2008年01月10日

『もう俺は限界かもしれない』を読んで

遅らばせながら、『ブラック会社に勤めてるんだが、もう俺は限界かもしれない』を知り読んだ。

深く感情移入できたし、いろいろ考えさせる内容であったので紹介しておく。ググれば数多くログが見つかるだろうからリンクはしない。

実話認定

2ch に投稿されたものだが、実話をベースにしていることを私は信じる。創作かも知れないと疑わずにすなおに読んでほしい。

藤田さんの言動を通じて浮かび上がるキャラを書き手本人が理解していない。そのことが読み取れるし、実際本人が雑談スレでそう書いている。これが、決定的な理由。

感想

この話あまりにリアルだ。書き手本人が意識しないことまでにじみ出てきている。だからこそ、読み手ひとりひとりが、さまざまな感想を持つことだろう。

このブログの真のテーマと関係しそうな感想までありそうに思えるので、いくつか自分の思いを書いてみようと思う。

プログラミングについて

デスマや人間関係について凄惨な現状が描かれているが、プログラミング自体については、まったくネガティブな表現が見当たらない。

そもそもの動機が、タイトルから想像できるように現状から逃げ出したいという思いを吐き出したいというものだろう。それでも(はじめのやりとりから推察して)違う職業につきたいとは考えていないように見える。

この話を読んで PG あるいは SE を目指すのはやめようと思う人がいるかも知れない。でも次のことも考えて欲しい。

プログラミングという行為は楽しいのだ。そして、この話で出てくるプログラミングがすべてではない。

AVR に限った話題しか扱わないつもりでこのブログを始めても、MinGW/MSYS や gcc の改造、さらには Linux のドライバの改造まで出てきてしまう。そして、プログラミングの世界はまだまだ広い。

プログラミングあるいはデバッグするという行為は、効率よく論理的思考を身に付ける手段でもある。論理的思考といってもレベルがある。説明できないが、自分があるレベルについて理解できても、それが頂点ではない。それ以上のレベルがあり得るのだといういうことを、考えて欲しい。

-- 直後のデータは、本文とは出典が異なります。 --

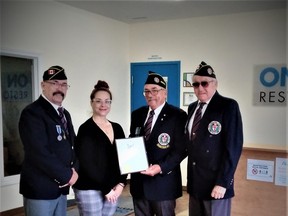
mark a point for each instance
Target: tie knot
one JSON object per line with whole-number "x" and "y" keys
{"x": 201, "y": 104}
{"x": 61, "y": 110}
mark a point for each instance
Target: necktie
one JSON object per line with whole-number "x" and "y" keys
{"x": 148, "y": 125}
{"x": 196, "y": 121}
{"x": 63, "y": 119}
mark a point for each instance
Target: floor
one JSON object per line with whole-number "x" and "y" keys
{"x": 181, "y": 203}
{"x": 181, "y": 206}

すこし解説しようと思う。でもこれが、分からないからといってこれ以上説明を求めないで欲しい。

まず、プログラムというのは、だれでも理解できる非常に簡単な論理の組み合わせである。だれでも理解可能であるはずなのに、理解しがたいのは複雑だからだ。

プログラムを理解するというのは、あちこち省略された論理を読み解くのに似ている。省略された論理というのはサブルーチンのことだ。

あちこち省略された論理など論理ではない。理解できるわけがないと思う人もいるだろう。

でも、そういうことを当たり前のように出来る人もいるわけだ。論理的思考が出来ると思っている人でもこれが出来ないならば、レベルの差がある。

生活の場で感情論としか思えないものに、正論をぶつけて紛糾する...そういう場面はありがちだ。正論をぶつける側は、相手が論理思考ができないと思うかも知れない。でも、感情論側にも省略された論理があるかも知れない。レベルが違う人は当たり前のようにそれを見つけることができる(かも知れない)。


藤田さんについて

多くの人が、藤田さんがリーダにならない。そして、恋人がいた会社に行ってしまう理由が分からないと書いている。

こう考えたらどうだろう。

藤田さんは、挫折から立ち直り切っていない。新たな人生の目標を見つけ出せていないのである。上原さんや雇ってくれた社長を見捨てることはできないから職場に縛られていたが、問題がクリアになれば新たな人生の目標を模索したいのだ。そのために恋人がいた会社に行くというのは、自然な発想のように思える。

そして、人生の目標を喪失したままの人物は理想の人物ではない。藤田さんを理想の人物として描きたいなら、新たな人生の目標を模索に出ることは必然といえよう。

...ということを書いた本人が意識していないようなのだ。これ(意識していないように見せること)が表現の一手段というのはありうべかざることだ。実話であって理解せず観察だけによってこういうことを読者に伝えたとしても、驚くべきセンスである。

日本人は弱いのか?

藤田さんであれマ男であれ、脱却したとはいえ NEET 時代があったのだから、よく言えば繊細な、悪く言えば弱い人物として描かれている。木村くんが自分の意見を押し通すことに驚く場面さえある。それゆえにリアルティを感じるし、NEET であるような人の共感もえられるのかも知れない。

正直もっと強くなって欲しい。たとえば司馬遼太郎が描く戦国時代や幕末の日本人は信じがたいほどアクティブだ。繊細なだけが日本人の特質ではない。

おわりに

ついに感想文まで書いてしまった。これや前の記事は、例外である。この手のものは、もう書かないつもり。